India’s largest life insurance deal in which two large private insurers – HDFC Life and Max Life were about to form the biggest private life insurance business with a combined AUM of Rs.1.37 lakh has been called off. Both the companies cited regulatory issues for calling off the deal.
In a recent exchange filing, Max Financial Services, parent company of Max Life Insurance said, “The prospective partners had evaluated several alternate structures over the last month. However, the inordinate time associated with finalization and approval of these structures led to this decision.”
It further mentioned, “The exclusivity agreement with HDFC Life, valid till 31st July 2017, will not be renewed.”
In June 2016, Max Financial Services and HDFC Life announced their merger plans through a three-step merger process where Max Life would first merge with its parent company Max Financial Services, a listed entity and subsequently de-merge itself to merge with HDFC Life. The proposed transaction would have to led automatic listing of HDFC Life post the merger.

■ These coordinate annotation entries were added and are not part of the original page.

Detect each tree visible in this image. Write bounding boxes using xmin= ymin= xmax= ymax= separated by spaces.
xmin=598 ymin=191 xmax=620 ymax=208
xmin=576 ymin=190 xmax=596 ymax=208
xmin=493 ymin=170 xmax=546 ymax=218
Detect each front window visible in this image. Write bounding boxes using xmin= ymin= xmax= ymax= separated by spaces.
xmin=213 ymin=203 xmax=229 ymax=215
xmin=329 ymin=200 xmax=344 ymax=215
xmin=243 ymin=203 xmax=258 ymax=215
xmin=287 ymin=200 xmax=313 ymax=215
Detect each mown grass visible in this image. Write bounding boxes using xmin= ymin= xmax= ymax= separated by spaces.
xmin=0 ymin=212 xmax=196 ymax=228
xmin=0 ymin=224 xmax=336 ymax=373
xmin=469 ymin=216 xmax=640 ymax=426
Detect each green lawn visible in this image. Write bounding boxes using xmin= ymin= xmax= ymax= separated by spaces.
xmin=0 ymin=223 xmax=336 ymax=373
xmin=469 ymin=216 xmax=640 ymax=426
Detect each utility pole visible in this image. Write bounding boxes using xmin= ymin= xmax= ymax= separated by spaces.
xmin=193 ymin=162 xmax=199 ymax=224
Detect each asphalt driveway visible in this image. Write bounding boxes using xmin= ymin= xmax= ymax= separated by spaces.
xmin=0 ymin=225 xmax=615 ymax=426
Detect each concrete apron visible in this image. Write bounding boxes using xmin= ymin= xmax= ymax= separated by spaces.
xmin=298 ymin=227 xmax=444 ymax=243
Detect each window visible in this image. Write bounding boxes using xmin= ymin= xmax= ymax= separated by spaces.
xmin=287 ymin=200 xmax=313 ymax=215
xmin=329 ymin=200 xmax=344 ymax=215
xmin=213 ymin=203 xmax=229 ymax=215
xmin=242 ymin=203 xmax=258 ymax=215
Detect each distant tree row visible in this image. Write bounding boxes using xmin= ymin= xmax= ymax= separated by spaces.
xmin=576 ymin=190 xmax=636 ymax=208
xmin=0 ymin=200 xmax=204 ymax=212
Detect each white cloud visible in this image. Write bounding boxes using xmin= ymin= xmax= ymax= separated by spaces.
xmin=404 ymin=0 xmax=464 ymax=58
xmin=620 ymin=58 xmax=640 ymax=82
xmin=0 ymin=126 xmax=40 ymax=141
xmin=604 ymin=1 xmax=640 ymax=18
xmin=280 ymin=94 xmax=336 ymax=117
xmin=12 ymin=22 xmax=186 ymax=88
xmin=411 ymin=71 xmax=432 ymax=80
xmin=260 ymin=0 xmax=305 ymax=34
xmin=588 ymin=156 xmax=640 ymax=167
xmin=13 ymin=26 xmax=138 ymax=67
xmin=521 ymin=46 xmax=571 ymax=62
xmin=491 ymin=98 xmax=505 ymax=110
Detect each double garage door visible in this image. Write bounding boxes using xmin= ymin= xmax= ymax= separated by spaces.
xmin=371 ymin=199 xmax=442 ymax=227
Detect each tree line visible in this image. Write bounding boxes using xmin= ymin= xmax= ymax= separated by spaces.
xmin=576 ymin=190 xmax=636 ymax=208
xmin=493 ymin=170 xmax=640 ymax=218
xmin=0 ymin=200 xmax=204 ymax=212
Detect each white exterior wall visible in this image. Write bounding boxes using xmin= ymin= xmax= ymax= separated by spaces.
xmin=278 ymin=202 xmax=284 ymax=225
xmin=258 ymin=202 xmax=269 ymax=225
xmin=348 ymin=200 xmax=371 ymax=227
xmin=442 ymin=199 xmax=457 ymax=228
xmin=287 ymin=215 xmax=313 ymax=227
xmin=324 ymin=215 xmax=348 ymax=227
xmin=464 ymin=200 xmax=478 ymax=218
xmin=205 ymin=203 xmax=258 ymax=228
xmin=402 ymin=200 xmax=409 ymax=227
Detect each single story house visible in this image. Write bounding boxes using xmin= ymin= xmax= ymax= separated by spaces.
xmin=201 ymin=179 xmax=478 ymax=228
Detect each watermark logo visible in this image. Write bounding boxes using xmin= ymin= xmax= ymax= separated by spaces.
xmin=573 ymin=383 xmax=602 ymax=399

However, the insurance regulator had expressed its dissent over the merger at that time saying the merger deal violates the law that bars the merger of a life insurance firm with a non-life insurance business.
Currently, HDFC Life has been focusing on getting ahead with its IPO to sell around 15% of the company’s stake. At the same time, Max Life said that it will invest in its own business by enhancing its agency force, deliver superior policyholder experience, deepen and leverage existing bancassurance partnerships and forging new distribution alliances.